A woman eats fried insects during a competition in Yunnan, China, in 2017. (The winner consumed nearly 3 lbs. of bugs.) Photo: Visual China Group via Getty Images
The emergence of Brood X cicadas is renewing calls for one very simple way to deal with insect populations: eat them.
Why it matters: Entomophagy — the eating of insects — is practiced by more than 2 billion people around the world, and it's a highly sustainable way to consume protein.
- But for most people in the West, it's still the final frontier of gustatory exploration.
By the numbers: According to a 2013 UN report, edible insects have what is known as a "high food conversion rate."
- On average, insects can convert 2 kg of feed into 1 kg of body mass, compared to an 8-to-1 ratio for cattle, while pigs produce 10–100 times more greenhouse gases per kg of weight than mealworms.

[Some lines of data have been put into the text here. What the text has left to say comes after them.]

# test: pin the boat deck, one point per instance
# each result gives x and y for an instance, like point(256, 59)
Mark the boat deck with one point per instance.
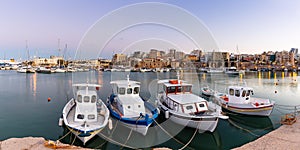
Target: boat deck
point(115, 108)
point(90, 125)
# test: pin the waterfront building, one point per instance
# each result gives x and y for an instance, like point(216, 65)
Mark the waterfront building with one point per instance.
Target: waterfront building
point(52, 61)
point(120, 59)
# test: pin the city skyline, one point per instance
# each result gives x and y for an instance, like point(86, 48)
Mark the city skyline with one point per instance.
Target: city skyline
point(254, 26)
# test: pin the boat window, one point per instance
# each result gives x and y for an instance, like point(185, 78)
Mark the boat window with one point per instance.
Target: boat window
point(248, 93)
point(231, 91)
point(201, 105)
point(136, 90)
point(121, 91)
point(93, 99)
point(179, 88)
point(91, 117)
point(244, 93)
point(80, 116)
point(189, 107)
point(86, 99)
point(237, 93)
point(79, 98)
point(171, 89)
point(175, 106)
point(129, 91)
point(187, 89)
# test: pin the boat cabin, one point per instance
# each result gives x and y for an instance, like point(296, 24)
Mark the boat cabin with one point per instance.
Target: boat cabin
point(239, 94)
point(86, 108)
point(179, 97)
point(177, 87)
point(128, 101)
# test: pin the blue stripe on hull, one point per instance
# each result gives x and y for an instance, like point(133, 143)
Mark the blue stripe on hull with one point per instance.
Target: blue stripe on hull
point(134, 121)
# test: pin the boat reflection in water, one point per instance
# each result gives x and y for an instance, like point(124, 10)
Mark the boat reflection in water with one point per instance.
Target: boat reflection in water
point(255, 125)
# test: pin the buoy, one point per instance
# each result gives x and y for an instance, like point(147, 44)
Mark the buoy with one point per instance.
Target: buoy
point(60, 122)
point(167, 114)
point(158, 110)
point(110, 124)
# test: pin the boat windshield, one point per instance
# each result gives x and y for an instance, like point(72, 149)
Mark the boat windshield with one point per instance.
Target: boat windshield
point(93, 99)
point(136, 90)
point(79, 98)
point(86, 99)
point(178, 89)
point(121, 91)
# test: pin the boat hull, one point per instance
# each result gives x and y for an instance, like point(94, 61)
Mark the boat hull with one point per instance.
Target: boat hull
point(202, 123)
point(84, 134)
point(139, 125)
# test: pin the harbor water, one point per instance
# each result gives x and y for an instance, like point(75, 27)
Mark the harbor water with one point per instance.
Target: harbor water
point(31, 105)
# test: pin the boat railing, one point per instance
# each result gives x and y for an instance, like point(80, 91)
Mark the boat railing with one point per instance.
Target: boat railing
point(295, 109)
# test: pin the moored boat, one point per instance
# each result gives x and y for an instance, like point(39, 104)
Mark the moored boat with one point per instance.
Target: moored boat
point(25, 69)
point(185, 108)
point(206, 91)
point(239, 100)
point(126, 105)
point(85, 115)
point(231, 71)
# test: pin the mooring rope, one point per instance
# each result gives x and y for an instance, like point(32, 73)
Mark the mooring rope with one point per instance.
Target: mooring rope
point(190, 138)
point(249, 131)
point(116, 142)
point(97, 147)
point(169, 133)
point(73, 140)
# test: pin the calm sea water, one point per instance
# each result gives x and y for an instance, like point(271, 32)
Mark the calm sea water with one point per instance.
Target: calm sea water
point(25, 110)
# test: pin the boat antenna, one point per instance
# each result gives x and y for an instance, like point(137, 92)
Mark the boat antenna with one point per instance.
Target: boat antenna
point(128, 78)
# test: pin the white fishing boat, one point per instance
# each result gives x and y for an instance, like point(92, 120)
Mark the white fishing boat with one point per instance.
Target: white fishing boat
point(206, 91)
point(43, 70)
point(85, 115)
point(183, 107)
point(60, 70)
point(126, 105)
point(239, 100)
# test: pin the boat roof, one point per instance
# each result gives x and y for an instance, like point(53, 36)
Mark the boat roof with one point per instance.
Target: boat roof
point(130, 99)
point(167, 83)
point(86, 85)
point(125, 83)
point(185, 98)
point(86, 92)
point(241, 87)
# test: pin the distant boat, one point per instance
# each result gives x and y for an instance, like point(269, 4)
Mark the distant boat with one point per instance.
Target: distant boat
point(206, 91)
point(126, 105)
point(85, 115)
point(215, 70)
point(43, 70)
point(26, 69)
point(185, 108)
point(231, 71)
point(60, 70)
point(239, 100)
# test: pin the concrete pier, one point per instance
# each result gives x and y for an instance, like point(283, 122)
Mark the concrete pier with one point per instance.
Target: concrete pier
point(285, 137)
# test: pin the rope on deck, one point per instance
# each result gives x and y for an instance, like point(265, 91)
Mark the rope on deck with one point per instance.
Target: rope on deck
point(190, 138)
point(169, 133)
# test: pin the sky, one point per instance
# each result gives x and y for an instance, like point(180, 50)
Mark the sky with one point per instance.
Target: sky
point(93, 29)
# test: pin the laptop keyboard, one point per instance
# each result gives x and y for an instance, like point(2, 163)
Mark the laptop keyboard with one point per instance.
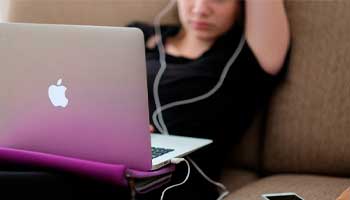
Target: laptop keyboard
point(156, 152)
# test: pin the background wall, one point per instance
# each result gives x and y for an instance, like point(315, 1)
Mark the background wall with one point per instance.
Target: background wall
point(4, 5)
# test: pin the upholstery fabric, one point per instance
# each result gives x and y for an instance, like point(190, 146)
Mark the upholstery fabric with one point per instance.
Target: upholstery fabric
point(307, 186)
point(308, 124)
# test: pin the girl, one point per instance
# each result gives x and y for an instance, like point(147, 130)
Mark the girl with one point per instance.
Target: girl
point(196, 53)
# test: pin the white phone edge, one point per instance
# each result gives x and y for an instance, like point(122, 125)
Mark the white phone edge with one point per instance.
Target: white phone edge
point(265, 196)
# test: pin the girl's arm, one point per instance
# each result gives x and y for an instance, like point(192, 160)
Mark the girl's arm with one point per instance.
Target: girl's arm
point(267, 32)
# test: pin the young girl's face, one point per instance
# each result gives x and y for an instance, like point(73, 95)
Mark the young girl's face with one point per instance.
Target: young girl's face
point(207, 19)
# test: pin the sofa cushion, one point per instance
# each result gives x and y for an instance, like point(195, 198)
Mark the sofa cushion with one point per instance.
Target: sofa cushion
point(234, 178)
point(309, 121)
point(90, 12)
point(307, 186)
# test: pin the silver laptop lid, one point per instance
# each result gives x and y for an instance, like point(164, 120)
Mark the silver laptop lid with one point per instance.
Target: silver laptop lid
point(102, 72)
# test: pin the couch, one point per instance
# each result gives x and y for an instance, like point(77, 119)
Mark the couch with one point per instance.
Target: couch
point(301, 141)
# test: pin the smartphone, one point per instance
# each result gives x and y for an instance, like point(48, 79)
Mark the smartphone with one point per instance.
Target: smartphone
point(282, 196)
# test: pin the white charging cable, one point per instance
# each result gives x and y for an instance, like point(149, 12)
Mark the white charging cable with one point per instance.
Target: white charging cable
point(177, 161)
point(224, 191)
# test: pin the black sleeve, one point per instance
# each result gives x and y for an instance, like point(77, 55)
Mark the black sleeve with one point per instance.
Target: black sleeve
point(253, 71)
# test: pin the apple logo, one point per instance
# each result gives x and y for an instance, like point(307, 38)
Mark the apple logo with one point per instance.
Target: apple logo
point(57, 94)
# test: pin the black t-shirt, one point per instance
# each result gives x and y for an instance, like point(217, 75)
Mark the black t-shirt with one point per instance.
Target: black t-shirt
point(223, 116)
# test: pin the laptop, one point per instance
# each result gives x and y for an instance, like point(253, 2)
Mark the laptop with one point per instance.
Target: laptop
point(81, 91)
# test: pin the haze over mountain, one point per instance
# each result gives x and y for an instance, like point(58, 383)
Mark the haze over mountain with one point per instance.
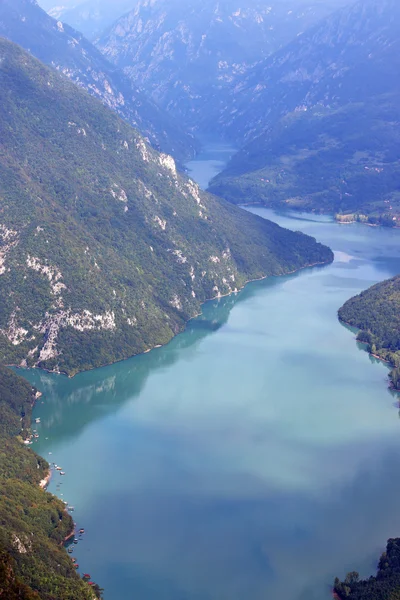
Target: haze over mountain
point(90, 17)
point(108, 251)
point(321, 116)
point(63, 48)
point(188, 55)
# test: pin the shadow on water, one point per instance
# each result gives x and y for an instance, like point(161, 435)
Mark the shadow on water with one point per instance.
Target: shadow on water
point(69, 405)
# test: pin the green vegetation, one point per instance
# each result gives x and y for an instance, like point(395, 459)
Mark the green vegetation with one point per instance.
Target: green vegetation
point(343, 161)
point(25, 23)
point(386, 584)
point(33, 524)
point(376, 312)
point(106, 249)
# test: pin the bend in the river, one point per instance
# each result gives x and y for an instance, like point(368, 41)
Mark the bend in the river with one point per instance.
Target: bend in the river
point(255, 456)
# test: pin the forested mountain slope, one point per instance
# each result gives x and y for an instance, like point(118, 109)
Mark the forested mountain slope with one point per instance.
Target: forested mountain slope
point(349, 56)
point(376, 312)
point(327, 107)
point(189, 55)
point(384, 586)
point(33, 563)
point(65, 49)
point(106, 249)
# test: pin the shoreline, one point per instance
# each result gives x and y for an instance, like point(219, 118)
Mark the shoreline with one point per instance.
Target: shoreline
point(45, 482)
point(314, 212)
point(157, 346)
point(376, 356)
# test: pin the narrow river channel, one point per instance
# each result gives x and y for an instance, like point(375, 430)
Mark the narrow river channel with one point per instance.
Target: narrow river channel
point(256, 456)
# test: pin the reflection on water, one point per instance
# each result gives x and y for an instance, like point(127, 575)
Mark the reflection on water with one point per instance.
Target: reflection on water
point(255, 456)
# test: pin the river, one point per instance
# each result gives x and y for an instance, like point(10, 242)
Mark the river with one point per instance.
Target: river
point(256, 456)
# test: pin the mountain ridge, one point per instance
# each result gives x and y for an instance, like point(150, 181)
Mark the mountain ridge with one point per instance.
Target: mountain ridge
point(66, 50)
point(107, 248)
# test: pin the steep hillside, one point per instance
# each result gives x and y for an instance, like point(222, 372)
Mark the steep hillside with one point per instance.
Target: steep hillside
point(349, 56)
point(106, 251)
point(376, 312)
point(384, 586)
point(343, 161)
point(33, 563)
point(91, 17)
point(60, 46)
point(188, 55)
point(327, 107)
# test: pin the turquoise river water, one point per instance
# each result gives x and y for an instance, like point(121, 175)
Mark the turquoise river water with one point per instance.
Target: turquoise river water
point(256, 456)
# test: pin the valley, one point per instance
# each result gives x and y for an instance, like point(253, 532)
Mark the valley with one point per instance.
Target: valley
point(199, 335)
point(178, 450)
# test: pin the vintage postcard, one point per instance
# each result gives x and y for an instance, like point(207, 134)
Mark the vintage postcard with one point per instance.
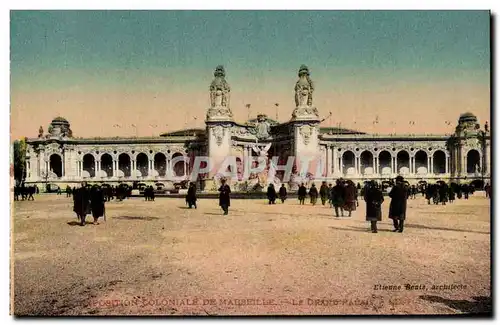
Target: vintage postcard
point(221, 163)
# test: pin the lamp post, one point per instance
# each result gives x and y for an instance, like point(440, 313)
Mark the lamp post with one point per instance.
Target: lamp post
point(248, 109)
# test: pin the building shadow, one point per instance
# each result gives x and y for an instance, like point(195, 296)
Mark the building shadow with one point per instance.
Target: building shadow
point(359, 229)
point(77, 223)
point(417, 226)
point(136, 218)
point(478, 305)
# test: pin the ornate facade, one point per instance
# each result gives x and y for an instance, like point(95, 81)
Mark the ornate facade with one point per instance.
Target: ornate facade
point(59, 157)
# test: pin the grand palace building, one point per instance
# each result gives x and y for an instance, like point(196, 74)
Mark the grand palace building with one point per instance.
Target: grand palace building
point(60, 158)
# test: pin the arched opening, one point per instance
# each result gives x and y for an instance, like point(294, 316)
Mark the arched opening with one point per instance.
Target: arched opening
point(366, 160)
point(142, 164)
point(56, 164)
point(473, 162)
point(421, 162)
point(384, 161)
point(160, 164)
point(439, 162)
point(124, 164)
point(107, 164)
point(403, 162)
point(179, 166)
point(478, 184)
point(240, 168)
point(348, 163)
point(89, 164)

Context: Cicadas — which are about to become extremely if temporarily abundant — "taste like shrimp," entomologist Brian Fisher told Wired.
- Joseph Yoon, a chef and the executive director of Brooklyn Bugs, told the Washington Post he thinks cicadas could be an on-ramp to entomophagy for squeamish Americans, and he plans to produce cicada dishes for pop-up restaurants.
- Those who want to try out recipes at home can peruse the online cookbook "Cicada-licuous," produced by the ecologist Jenna Jadin.